The guiding philosophy behind the party-list system is clear enough. As the Supreme Court put it in 2001: “The party-list system is a social justice tool designed not only to give more law to the great masses of our people who have less in life, but also to enable them to become veritable lawmakers themselves, empowered to participate directly in the enactment of laws designed to benefit them. It intends to make the marginalized and the underrepresented not merely passive recipients of the State's benevolence, but active participants in the mainstream of representative democracy. Thus, allowing all individuals and groups, including those which now dominate district elections, to have the same opportunity to participate in party-list elections would desecrate this lofty objective and mongrelize the social justice mechanism into an atrocious veneer for traditional politics.”
Philosophy, however, must be brought down to the level of practice. To do this, two important questions must be answered. First, what parties and organizations my participate in the party-list system? Second, who may become party-list representatives? The answer to the first question is clearer than the answer to the second.
The Constitutional Commission of 1986 itself did not have a clear answer to either question. It did say, however, through Section 5, Article VI that members of the House of Representatives may "be elected through a party-list system of registered national, regional, and sectoral parties or organizations." From this it can be deduced that political parties are not excluded from participation in the system.
But then the provision goes on to say that the seats for the “party-list representatives shall be filled, as provided by law, by selection or election from the labor, peasant, urban poor, indigenous cultural communities, women, youth, and such other sectors as may be provided by law, except the religious sector." The phrases “as provided by law” and “as may be provided by law” have given to Congress the discretion to lay down some of the details for the system.
This the Congress did through R.A. 7941 which specified that the participating organizations must be such as “will enable Filipino citizens belonging to marginalized and underrepresented sectors, organizations and parties, and who lack well-defined political constituencies but who could contribute to the formulation and enactment of appropriate legislation that will benefit the nation as a whole, to become members of the House of Representatives. Towards this end, the State shall develop and guarantee a full, free and open party system in order to attain the broadest possible representation of party, sectoral or group interests in the House of Representatives by enhancing their chances to compete for and win seats in the legislature, and shall provide the simplest scheme possible."
On the basis of these provisions a divided Supreme Court made the ruling that the intent of the Constitutional Commission and of the implementing statute, R.A. 7941, was not to allow all associations to participate indiscriminately in the system but to limit participation to parties or organizations representing the "marginalized and underprivileged.” The Court said that even political parties must comply with this requirement.

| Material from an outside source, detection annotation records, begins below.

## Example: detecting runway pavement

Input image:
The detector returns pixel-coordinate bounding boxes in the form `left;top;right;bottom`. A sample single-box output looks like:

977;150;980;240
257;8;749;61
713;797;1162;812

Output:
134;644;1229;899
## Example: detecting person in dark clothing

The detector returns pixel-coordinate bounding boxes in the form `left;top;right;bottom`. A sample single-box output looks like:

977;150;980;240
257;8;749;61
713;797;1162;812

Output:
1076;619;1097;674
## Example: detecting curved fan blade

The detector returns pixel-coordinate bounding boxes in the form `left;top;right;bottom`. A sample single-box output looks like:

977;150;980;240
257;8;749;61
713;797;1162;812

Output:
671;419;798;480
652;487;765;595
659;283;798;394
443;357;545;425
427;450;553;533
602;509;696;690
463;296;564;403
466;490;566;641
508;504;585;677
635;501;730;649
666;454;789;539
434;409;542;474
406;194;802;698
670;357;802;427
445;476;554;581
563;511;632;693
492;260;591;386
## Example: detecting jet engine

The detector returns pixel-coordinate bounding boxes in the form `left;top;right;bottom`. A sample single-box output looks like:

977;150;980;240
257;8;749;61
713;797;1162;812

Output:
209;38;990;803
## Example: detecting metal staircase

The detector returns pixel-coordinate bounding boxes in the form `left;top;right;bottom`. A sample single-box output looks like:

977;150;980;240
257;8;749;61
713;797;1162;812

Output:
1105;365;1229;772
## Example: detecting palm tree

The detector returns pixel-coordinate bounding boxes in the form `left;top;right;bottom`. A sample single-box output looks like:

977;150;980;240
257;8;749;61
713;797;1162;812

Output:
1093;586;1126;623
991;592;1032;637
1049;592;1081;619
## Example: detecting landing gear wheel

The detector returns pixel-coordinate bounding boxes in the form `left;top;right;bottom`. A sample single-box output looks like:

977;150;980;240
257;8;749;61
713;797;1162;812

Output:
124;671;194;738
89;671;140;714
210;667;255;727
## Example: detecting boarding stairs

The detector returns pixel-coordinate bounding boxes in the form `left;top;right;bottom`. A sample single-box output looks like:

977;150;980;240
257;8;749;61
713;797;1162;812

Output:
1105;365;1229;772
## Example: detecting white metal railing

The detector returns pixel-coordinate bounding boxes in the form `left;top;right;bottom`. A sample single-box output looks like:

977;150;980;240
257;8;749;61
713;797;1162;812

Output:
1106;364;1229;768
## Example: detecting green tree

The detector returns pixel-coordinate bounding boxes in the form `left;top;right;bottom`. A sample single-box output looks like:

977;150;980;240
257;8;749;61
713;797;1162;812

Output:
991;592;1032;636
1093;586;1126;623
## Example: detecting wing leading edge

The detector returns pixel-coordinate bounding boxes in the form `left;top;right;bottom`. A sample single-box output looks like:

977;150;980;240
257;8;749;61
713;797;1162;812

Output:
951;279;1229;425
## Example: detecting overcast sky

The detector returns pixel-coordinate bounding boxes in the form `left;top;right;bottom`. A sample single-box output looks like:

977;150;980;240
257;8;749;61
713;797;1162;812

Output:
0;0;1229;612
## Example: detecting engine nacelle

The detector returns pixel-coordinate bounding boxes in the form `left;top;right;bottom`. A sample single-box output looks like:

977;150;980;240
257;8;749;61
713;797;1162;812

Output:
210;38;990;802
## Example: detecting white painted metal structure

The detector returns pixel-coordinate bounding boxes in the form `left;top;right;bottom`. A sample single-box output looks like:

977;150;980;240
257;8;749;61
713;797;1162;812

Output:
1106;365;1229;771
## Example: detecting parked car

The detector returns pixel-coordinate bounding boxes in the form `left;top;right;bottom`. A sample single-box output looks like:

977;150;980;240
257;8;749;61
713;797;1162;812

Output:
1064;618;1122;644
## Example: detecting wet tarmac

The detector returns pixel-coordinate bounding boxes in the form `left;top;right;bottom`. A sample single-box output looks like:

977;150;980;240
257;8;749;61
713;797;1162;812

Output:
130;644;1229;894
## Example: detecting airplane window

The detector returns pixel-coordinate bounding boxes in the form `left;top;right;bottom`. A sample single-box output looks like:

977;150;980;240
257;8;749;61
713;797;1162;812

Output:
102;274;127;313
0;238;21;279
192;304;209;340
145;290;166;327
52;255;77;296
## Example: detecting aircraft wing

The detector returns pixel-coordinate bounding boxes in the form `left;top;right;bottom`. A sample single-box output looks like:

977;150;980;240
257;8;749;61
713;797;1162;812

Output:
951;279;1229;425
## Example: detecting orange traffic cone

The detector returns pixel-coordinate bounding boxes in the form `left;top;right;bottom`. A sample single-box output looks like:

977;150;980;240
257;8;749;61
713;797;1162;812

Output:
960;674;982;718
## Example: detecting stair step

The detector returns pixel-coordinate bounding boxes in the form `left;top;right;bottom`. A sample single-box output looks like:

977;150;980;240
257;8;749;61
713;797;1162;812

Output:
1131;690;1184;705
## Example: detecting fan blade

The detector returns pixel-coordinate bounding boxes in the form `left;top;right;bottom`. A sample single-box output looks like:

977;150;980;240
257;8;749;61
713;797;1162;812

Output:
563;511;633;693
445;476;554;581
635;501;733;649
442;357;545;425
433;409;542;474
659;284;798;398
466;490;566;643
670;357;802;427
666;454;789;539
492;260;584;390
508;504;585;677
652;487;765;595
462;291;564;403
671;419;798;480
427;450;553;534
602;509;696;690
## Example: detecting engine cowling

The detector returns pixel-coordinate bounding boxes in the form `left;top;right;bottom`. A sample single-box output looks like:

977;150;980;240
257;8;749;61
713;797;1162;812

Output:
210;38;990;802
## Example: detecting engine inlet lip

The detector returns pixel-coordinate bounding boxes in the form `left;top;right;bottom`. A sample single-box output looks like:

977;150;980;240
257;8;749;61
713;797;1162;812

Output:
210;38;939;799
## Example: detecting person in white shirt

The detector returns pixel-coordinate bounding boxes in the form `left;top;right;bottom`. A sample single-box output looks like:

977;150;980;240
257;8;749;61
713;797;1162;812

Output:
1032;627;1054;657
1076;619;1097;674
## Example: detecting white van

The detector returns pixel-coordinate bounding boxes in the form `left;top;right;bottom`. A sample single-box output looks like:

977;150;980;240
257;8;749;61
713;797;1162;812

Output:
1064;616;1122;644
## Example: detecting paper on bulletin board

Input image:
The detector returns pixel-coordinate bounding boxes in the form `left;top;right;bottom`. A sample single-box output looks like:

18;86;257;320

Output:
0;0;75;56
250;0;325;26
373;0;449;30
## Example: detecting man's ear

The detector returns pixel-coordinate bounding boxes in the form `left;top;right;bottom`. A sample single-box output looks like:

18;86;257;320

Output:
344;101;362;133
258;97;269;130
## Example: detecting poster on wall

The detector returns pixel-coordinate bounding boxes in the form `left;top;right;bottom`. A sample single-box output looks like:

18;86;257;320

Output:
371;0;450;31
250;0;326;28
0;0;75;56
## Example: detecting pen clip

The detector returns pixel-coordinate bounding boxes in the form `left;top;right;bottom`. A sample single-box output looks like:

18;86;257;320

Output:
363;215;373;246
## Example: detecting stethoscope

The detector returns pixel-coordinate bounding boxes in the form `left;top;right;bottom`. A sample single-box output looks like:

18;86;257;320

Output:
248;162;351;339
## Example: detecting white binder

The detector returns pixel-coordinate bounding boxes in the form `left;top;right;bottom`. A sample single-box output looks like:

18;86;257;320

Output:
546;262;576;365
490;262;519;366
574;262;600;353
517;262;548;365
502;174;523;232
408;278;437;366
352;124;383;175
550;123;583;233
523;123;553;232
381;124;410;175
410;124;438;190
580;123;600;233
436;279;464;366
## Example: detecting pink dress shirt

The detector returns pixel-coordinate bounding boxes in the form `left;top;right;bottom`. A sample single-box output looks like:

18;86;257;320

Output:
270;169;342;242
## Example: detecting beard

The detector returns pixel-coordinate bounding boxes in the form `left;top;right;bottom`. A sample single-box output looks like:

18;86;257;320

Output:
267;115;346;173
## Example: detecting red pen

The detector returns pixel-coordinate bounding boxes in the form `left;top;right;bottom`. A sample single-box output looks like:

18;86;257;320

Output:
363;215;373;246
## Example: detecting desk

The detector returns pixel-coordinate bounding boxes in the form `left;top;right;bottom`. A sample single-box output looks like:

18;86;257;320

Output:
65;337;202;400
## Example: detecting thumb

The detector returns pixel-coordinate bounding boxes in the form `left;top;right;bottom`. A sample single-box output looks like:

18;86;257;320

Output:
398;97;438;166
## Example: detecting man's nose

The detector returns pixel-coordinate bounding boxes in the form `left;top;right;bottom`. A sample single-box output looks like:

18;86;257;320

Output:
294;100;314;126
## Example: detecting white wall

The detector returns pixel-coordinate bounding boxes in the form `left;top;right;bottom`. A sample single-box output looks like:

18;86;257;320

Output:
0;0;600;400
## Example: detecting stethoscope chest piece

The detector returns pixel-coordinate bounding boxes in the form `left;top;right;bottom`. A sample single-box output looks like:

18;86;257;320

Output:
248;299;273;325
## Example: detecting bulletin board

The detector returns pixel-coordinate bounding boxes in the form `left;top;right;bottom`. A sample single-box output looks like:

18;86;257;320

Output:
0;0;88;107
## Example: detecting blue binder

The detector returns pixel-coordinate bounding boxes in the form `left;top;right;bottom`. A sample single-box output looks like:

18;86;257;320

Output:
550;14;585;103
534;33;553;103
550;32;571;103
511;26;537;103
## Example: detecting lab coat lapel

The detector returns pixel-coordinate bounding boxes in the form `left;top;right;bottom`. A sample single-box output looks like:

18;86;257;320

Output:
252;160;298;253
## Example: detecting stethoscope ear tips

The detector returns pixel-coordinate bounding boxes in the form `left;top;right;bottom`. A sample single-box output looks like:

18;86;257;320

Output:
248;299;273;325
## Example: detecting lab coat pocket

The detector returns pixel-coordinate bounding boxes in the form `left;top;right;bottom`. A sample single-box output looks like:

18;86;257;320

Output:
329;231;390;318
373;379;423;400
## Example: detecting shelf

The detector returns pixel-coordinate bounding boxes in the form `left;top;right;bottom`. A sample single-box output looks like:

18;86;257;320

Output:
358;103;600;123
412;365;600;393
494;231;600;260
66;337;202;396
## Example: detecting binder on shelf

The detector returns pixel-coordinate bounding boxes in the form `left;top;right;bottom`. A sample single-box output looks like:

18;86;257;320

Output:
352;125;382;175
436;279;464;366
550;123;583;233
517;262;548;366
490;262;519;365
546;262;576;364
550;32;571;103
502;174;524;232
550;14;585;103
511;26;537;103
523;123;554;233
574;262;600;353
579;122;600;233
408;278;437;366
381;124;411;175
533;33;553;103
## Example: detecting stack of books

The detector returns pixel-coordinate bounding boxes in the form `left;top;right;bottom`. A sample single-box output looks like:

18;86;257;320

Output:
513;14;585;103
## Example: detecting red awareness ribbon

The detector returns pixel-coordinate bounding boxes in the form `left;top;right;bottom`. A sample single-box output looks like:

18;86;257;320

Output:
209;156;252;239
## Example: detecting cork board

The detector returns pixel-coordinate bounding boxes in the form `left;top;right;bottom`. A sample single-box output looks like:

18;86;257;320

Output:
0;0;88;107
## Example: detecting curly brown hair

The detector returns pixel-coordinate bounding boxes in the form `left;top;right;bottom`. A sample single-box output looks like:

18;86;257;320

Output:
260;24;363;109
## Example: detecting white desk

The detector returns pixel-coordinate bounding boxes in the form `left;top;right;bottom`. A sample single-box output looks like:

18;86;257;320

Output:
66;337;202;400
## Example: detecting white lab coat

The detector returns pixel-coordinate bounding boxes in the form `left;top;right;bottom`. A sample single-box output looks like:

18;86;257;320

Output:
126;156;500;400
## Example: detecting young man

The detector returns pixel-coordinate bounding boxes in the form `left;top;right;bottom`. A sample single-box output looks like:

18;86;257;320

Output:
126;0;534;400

We now have a whole slew of organizations claiming to be “marginalized and underprivileged.” They claim to possess the qualitative requirement of being “marginalized and underprivileged,” qualities which can be verified from the activities and goals of the organization.
But what of a nominee who seeks to represent the “marginalized or underprivileged sector.” What qualities must he or she possess? The same 2001 decision said that the law “mandates a state policy of promoting proportional representation by means of the Filipino-style party-list system, which will ‘enable’ the election to the House of Representatives of Filipino citizens, 1. who belong to marginalized and underrepresented sectors, organizations and parties; and 2. who lack well-defined constituencies; but 3. who could contribute to the formulation and enactment of appropriate legislation that will benefit the nation as a whole.”
R.A. 7941 itself says that a party-list representative must be “a bona fide member of the party or organization which he seeks to represent for at least ninety (90) days preceding the day of the election.” In other words, the law, as interpreted by the Court, prescribes the ideological requirement of having a heart that belongs to a marginalized and underprivileged sector.
This requirement for the party-list nominee is the tricky part. It is easy enough to deduce from the constitutional provision that the organizations involved in the system must belong to the marginalized and underprivileged sector. Moreover, that the organizations possess this quality can be verified. But personal ideological quality, while not easily disproved, can easily be feigned. Besides, it is not all that clear from the law that a nominee himself or herself must also belong to the marginalized and underprivileged class. Indeed, it is quite possible for one belonging to the elite class of society to be a member of a marginalized organization because he or she has a heart that bleeds for the underprivileged. In fact, in the constitutional enumeration of the qualifications of members of the House, the only thing that differentiates party-list representatives from district representatives is that that they need not be residents in any particular district. Should this list of qualifications be read as exclusive or can Congress add an ideological qualification?
How the Comelec and the Electoral Tribunal will apply this requirement to high profile party-list nominees, such as Mikey Arroyo, remains to be seen.